To enable communication with external systems or devices, the computing system 100 may include one or more ports 108. Such ports 108 may be embodied as wired ports 108 (e.g., USB ports, serial ports, Firewire ports, SCSI ports, parallel ports, etc.) or wireless ports 108 (e.g., Bluetooth, IrDA, etc.). The ports 108 may enable communication with one or more input devices 110 (e.g., keyboards, mice, touchscreens, cameras, microphones, scanners, storage devices, etc.) and output devices 112 (e.g., displays, monitors, speakers, printers, storage devices, etc.). The ports 108 may also enable communication with other computing systems 100.

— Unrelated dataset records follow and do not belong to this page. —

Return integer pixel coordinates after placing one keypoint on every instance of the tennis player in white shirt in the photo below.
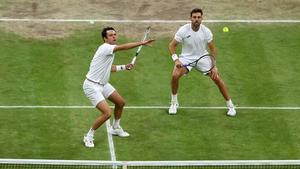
(195, 38)
(97, 87)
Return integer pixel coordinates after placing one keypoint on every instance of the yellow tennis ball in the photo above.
(225, 29)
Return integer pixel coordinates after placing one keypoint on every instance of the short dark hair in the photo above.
(104, 31)
(196, 10)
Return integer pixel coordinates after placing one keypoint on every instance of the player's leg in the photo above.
(103, 107)
(113, 95)
(222, 88)
(176, 75)
(93, 92)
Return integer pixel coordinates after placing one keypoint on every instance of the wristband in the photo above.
(120, 68)
(174, 57)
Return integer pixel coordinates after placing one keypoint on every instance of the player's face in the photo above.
(111, 37)
(196, 19)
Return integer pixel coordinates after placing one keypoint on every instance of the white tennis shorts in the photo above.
(97, 92)
(203, 64)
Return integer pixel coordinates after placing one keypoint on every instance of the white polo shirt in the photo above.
(100, 67)
(194, 44)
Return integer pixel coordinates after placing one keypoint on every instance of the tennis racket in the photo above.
(204, 64)
(147, 31)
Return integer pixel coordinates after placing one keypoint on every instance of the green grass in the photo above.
(258, 62)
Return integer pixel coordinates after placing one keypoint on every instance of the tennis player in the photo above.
(97, 88)
(195, 38)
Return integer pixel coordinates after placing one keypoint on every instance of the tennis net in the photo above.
(81, 164)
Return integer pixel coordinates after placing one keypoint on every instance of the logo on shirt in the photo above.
(188, 36)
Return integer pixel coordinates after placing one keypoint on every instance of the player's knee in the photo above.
(107, 114)
(121, 103)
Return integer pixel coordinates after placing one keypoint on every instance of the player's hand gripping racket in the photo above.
(147, 31)
(204, 64)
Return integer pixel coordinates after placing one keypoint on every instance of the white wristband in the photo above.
(120, 68)
(174, 57)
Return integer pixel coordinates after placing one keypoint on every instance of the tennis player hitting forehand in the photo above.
(195, 38)
(97, 88)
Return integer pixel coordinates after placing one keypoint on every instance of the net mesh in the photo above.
(69, 164)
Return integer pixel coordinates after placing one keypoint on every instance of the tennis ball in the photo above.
(225, 29)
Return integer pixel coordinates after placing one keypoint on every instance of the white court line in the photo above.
(149, 21)
(155, 107)
(110, 142)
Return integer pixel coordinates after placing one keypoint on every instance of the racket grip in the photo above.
(133, 60)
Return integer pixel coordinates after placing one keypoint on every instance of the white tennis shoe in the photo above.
(88, 141)
(118, 132)
(231, 112)
(173, 108)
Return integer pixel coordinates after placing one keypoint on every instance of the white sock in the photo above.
(174, 98)
(229, 104)
(116, 123)
(91, 132)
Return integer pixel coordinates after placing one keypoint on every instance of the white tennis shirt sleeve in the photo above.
(194, 44)
(100, 67)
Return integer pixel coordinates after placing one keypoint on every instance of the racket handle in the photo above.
(133, 60)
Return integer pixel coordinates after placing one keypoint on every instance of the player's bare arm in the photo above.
(172, 48)
(132, 45)
(213, 53)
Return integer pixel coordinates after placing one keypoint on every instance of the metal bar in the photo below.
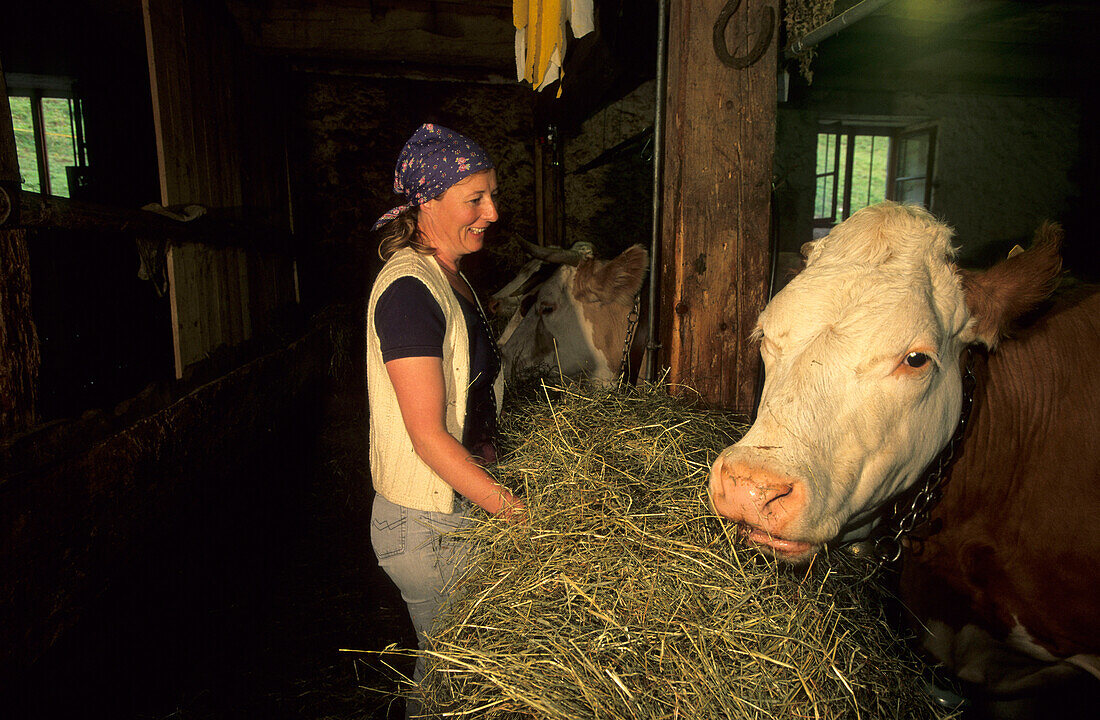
(833, 26)
(662, 28)
(39, 126)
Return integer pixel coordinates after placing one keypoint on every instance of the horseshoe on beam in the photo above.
(767, 19)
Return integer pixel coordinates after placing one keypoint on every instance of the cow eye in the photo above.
(916, 360)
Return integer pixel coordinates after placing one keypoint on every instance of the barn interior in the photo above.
(184, 485)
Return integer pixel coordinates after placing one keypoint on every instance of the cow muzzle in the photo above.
(765, 505)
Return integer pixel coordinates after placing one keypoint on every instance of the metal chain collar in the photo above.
(631, 328)
(909, 511)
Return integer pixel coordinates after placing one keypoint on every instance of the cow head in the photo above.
(862, 387)
(575, 322)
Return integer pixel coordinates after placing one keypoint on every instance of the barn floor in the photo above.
(239, 610)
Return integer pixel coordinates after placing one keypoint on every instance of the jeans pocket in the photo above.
(388, 530)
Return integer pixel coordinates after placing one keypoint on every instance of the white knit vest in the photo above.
(398, 473)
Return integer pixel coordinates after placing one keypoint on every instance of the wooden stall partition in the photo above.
(206, 122)
(719, 136)
(19, 340)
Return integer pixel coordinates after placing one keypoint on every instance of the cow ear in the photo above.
(1005, 291)
(616, 280)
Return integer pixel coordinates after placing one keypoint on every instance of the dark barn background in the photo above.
(184, 498)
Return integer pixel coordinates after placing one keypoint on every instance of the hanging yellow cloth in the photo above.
(540, 36)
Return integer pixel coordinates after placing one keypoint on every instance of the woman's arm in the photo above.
(421, 397)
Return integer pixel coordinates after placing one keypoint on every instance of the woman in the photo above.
(433, 374)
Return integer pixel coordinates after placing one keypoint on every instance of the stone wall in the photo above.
(1003, 164)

In certain embodiments, the computing system 100 includes a wired or wireless network adapter 114 to connect the computing system 100 to a network 116, such as a LAN, WAN, or the Internet. Such a network 116 may enable the computing system 100 to connect to one or more servers 118, workstations 120, personal computers 120, mobile computing devices, or other devices. The network 116 may also enable the computing system 100 to connect to another network by way of a router 122 or other device 122. Such a router 122 may allow the computing system 100 to communicate with servers, workstations, personal computers, or other devices located on different networks.

Referring to FIG. 2, as previously mentioned, the Internet provides access to billions of web pages that are organized in the form of websites, portals, and platforms that cover a wide variety of topics. To enable users to find these sites, various companies have developed web crawlers 200 to browse the billions of interconnected documents that make up the world wide web 202. In many cases, the web crawlers 200 look for keywords 204 in the text 206 of web documents or pages, such as in a web page's title, Uniform Resource Locator (URL), body text, image names, meta tags, and/or the like. This information is then used to create indexes 208 that document the information that has been discovered. These indexes 208 may be used by a search engine 210. When a user 212 performs a query using the search engine 210, the user 212 may be presented with links to web pages 214 recorded in the indexes 208. To provide these links, the search engine 210 may need to sift through millions of web pages 214 recorded in the indexes 208 to find matches to a query and rank them in order of relevance and/or popularity.

As was previously mentioned, a key element of a web page 214 is the content that is used by the search engine 210 to generate its indexes 208. This content includes a web page's keywords 204. These keywords 204 may be located or used in a web page's title, Uniform Resource Locator (URL), body text, image names, meta tags, and/or the like. Having a good set of keywords 204 is important to ensure that a web page 214 will appear in the search results related to a certain topic. This will ideally generate more visits to the web page 214 and potentially more business opportunities. Maintaining a good set of relevant keywords 204 can be a daunting and time-consuming task since the information on a website or web page 214 may constantly evolve. Concepts that are presented in many modern-day websites may change or become obsolete at a rapid rate. For example, a website of a news provider may contain news stories that change on an hourly, daily, or weekly basis. Similarly, a website of an online retailer may market products that frequently change.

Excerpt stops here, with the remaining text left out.